Data from a longitudinal, racially and ethnically stratified study reveals that African-American children were less likely to use mental health services and that their caregivers associated lower levels of strain with the children’s diagnosed mental health disorders.
Why does the use of mental health services vary among children of different races and ethnicities? One explanation may be found in levels of caregiver strain, the perceived stress that a parent or guardian associates with a child’s mental health disorder. Cultural factors could affect caregiver strain; for instance, strong African-American family networks might attenuate the difficulties of coping with a child’s mental health obstacle.
This article presents a secondary data analysis of a longitudinal study of mental health service use among children in a major metropolitan area; the children were found in five public service sectors, including child welfare and juvenile justice. The types of strain experienced by caregivers fell into three categories: objective strain (e.g.,disruption of daily routines);internalized subjective (e.g., sadness); and externalized subjective (e.g., embarrassment).
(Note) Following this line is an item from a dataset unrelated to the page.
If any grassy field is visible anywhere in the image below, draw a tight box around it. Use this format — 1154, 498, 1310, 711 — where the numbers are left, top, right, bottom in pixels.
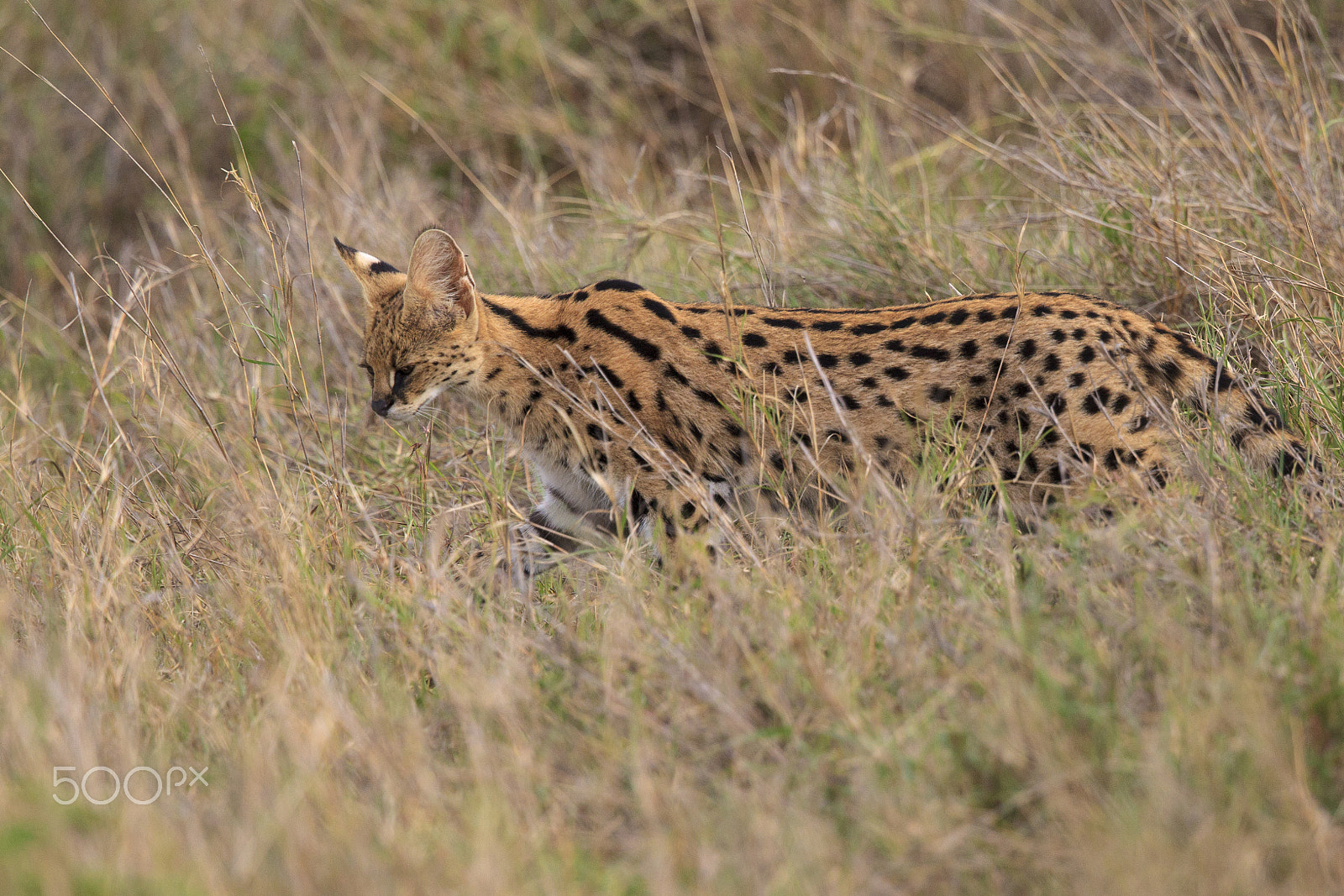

- Youths whose caregivers felt lower levels of strain were less likely to use mental health services.
- Compared with White caregivers, African-American caregivers had lower levels of caregiver strain; Hispanic caregivers had lower levels of objective but not subjective strain.
How a caregiver copes with the strains of their child’s mental health challenges may determine whether the child receives treatment. This analysis of a longitudinal, racially and ethnically stratified study of child mental health service use supports that theory. The findings are consistent with previous research into the effects of caregiver strain on child mental health service use.